Leaders must learn the difference between confidence and arrogance – when leading, when attempting to rise within their organizations and companies, when interviewing for positions, and when attempting to become an influencer.
Let’s take the example of engaging with your boss and determining whether you want to influence, convince, or discourage the leader. Influencing means being heard & having a voice inside a situation which involves playing a change role that also has the potential for others to see you differently. This is about having the confidence to speak up and put everything on the line, recognizing that your contribution may be one of many that all have some level of value. It’s not about winning. It’s about being respected within the dialogue. If you’re confident, others will defer the space to you and allow you to be heard. If you’re arrogant, you may claim the space and be heard, but you will lose respect and the opportunity to influence. The big personality, braggart, or no-it-all generally has short-term impact, though they may perceive themselves as big, important players. A 360 will quickly show up the reality.
Taking a convincing posture means believing that you have THE solution, and it’s backed up by the facts. Depending upon the circumstances, this could be absolutely critical in a crisis situation or alternatively, still just as important regarding an issue that has long-term impact potential that others simply are not seeing yet. This takes confidence and moves beyond simply being heard and having influence to needing to get through. It requires executive and leadership presence that are effective, minus any tinge of arrogance. It’s simply too important for an arrogant posture to derail THE answer.
Discouraging a leader comes from a place of concern that a solution that has already been deployed or is about to be selected is absolutely all wrong. It accompanies having a convincing posture, but instead of being about pursuing positive outcomes, it’s about shifting away from negative impacts.

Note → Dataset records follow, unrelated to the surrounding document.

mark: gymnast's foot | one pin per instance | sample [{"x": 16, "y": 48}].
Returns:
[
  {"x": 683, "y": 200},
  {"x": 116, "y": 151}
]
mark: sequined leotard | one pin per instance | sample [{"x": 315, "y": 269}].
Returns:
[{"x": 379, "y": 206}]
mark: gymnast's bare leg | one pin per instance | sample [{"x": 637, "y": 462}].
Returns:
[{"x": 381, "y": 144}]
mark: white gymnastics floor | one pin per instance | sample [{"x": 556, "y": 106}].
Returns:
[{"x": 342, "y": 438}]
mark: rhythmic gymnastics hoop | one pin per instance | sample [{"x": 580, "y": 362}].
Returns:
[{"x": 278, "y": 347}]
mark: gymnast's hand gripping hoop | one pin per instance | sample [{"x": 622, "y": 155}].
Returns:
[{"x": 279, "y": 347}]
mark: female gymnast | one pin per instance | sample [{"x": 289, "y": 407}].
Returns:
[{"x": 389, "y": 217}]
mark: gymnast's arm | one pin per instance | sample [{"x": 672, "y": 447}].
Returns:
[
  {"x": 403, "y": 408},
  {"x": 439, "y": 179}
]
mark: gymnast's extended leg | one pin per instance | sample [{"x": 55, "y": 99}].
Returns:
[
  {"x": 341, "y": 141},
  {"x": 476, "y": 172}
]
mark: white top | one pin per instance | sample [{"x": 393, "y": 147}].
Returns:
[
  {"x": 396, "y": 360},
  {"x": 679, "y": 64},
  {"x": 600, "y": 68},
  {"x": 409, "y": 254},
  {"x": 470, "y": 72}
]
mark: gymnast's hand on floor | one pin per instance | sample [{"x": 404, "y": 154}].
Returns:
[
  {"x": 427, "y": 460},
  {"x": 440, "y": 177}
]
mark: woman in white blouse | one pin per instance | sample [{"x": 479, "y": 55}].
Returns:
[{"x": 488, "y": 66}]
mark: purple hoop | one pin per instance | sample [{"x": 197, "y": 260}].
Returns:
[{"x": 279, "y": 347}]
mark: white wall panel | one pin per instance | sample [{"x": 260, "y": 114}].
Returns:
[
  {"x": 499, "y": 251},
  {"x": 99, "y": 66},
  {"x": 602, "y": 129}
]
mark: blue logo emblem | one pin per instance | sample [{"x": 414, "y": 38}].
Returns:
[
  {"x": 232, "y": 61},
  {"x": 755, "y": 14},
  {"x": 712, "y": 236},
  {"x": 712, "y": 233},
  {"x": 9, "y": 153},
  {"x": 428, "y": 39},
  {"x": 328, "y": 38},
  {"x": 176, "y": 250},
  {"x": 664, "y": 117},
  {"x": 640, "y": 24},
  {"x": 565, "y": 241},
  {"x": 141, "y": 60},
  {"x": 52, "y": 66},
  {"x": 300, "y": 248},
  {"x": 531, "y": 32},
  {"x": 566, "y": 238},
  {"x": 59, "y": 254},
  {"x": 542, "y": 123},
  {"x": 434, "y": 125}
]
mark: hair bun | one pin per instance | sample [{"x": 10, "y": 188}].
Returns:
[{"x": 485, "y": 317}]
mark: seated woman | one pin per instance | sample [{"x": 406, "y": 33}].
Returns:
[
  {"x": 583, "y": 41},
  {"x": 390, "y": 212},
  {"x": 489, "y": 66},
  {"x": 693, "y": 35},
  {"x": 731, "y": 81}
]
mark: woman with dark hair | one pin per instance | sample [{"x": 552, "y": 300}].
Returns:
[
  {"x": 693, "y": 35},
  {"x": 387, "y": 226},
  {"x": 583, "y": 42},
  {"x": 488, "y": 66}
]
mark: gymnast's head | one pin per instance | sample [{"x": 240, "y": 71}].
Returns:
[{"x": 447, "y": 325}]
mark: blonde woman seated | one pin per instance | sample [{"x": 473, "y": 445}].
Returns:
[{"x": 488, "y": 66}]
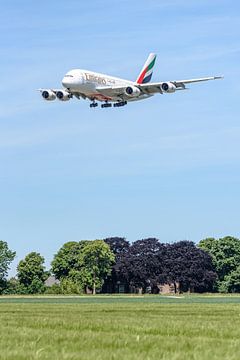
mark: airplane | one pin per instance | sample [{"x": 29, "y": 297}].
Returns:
[{"x": 95, "y": 87}]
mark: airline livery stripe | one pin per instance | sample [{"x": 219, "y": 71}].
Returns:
[{"x": 145, "y": 71}]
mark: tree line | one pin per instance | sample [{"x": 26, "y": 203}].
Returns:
[{"x": 114, "y": 265}]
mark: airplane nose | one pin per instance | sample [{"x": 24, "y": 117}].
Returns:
[{"x": 66, "y": 82}]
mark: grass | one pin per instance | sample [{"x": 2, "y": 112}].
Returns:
[{"x": 120, "y": 327}]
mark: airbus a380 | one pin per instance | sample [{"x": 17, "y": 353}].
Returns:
[{"x": 107, "y": 89}]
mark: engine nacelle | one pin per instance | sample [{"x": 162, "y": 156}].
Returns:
[
  {"x": 132, "y": 91},
  {"x": 168, "y": 87},
  {"x": 63, "y": 95},
  {"x": 48, "y": 95}
]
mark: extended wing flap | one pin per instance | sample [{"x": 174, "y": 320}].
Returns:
[{"x": 111, "y": 90}]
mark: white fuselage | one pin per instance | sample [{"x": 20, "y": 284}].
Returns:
[{"x": 86, "y": 83}]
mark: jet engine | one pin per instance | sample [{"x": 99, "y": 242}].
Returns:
[
  {"x": 48, "y": 95},
  {"x": 168, "y": 87},
  {"x": 63, "y": 95},
  {"x": 132, "y": 91}
]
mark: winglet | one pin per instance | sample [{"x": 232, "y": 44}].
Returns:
[{"x": 147, "y": 70}]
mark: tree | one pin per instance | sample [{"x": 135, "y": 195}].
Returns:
[
  {"x": 96, "y": 261},
  {"x": 120, "y": 247},
  {"x": 143, "y": 264},
  {"x": 67, "y": 259},
  {"x": 31, "y": 273},
  {"x": 6, "y": 257},
  {"x": 225, "y": 253},
  {"x": 190, "y": 266}
]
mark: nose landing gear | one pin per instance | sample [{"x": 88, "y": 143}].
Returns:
[
  {"x": 93, "y": 104},
  {"x": 120, "y": 103},
  {"x": 106, "y": 105}
]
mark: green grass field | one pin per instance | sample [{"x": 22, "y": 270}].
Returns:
[{"x": 120, "y": 327}]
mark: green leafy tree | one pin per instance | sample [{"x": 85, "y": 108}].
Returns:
[
  {"x": 225, "y": 253},
  {"x": 96, "y": 263},
  {"x": 6, "y": 257},
  {"x": 31, "y": 273},
  {"x": 67, "y": 259},
  {"x": 231, "y": 282}
]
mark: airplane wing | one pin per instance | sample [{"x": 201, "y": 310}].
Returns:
[{"x": 153, "y": 88}]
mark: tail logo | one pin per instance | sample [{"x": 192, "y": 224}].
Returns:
[{"x": 146, "y": 73}]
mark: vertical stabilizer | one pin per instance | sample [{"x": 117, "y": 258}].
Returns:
[{"x": 147, "y": 70}]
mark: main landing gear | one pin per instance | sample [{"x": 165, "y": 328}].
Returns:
[
  {"x": 106, "y": 105},
  {"x": 120, "y": 103},
  {"x": 93, "y": 104}
]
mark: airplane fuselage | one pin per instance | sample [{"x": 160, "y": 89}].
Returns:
[
  {"x": 97, "y": 87},
  {"x": 87, "y": 83}
]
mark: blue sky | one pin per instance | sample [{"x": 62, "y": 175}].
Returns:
[{"x": 166, "y": 167}]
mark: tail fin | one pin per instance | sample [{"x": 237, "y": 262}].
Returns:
[{"x": 147, "y": 70}]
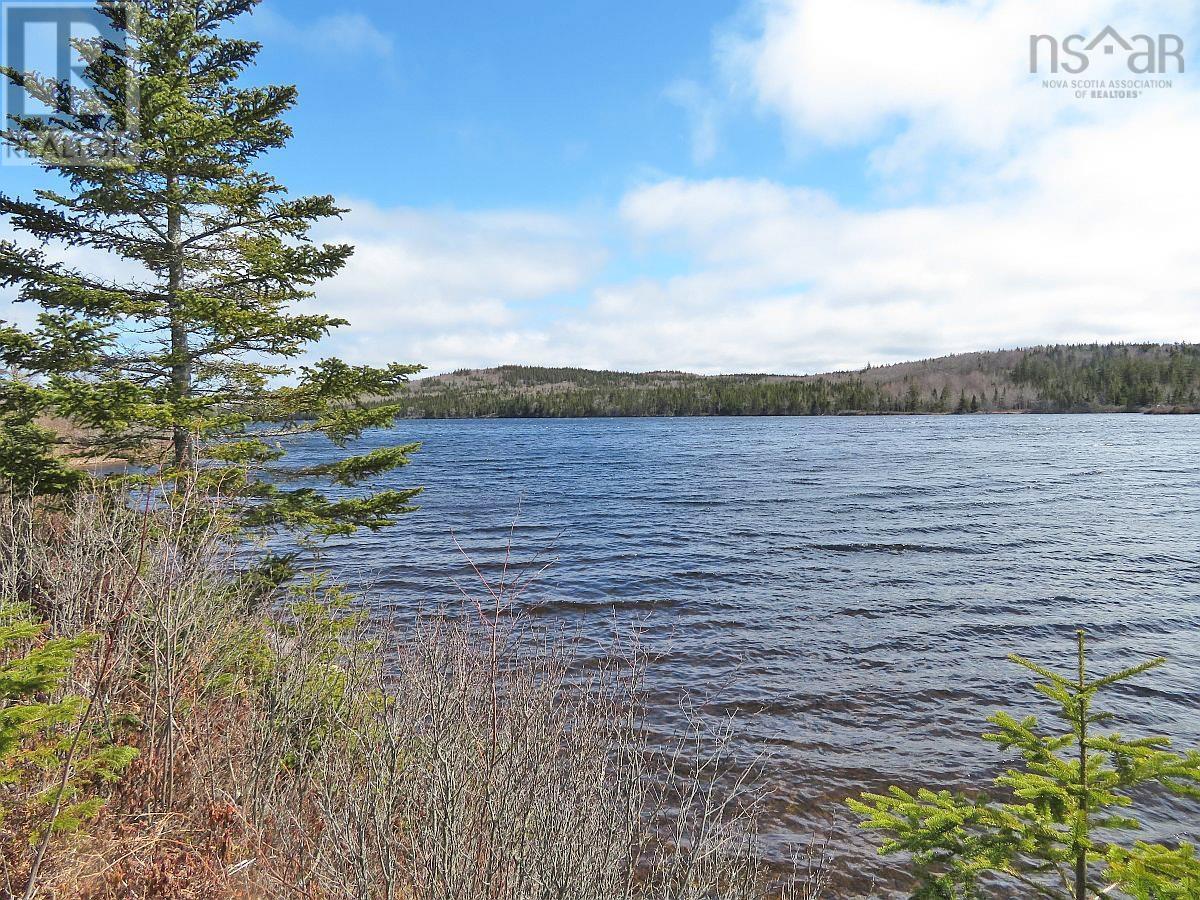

It requires the ability to detail with confidence that to go down this path is to choose unsustainable strategies or to incur significant losses in the future. Generally, the discussion is from a negative posture, but can be turned to a positive if averting unfortunate outcomes can be the position pled.
Being confident is usually not accompanied by being emotional. The trick is how to feel the positive energy of having done your homework, enlisted champions to support where possible, while recognizing that even the best of us can have missed something. Displaying openness when the gap analysis of our peers identifies something we didn’t think of, and graciously include the thinking into the mix, is mastery of how to build a team that is able and willing to see the gaps together and moves past someone or a team needing to win.
Arrogance is about winning. Confidence is about believing – in yourself and in others. Arrogance is stingy. Confidence can be multiplied. Arrogance is self-absorbed & self-serving. Confidence breeds collaboration and leverages possibility.
Test yourself next time you’re in a meeting and see which approach you are functioning from. Being astute about what your real posture is as you enter a room will exponentially increase your ability to navigate your daily leadership challenges.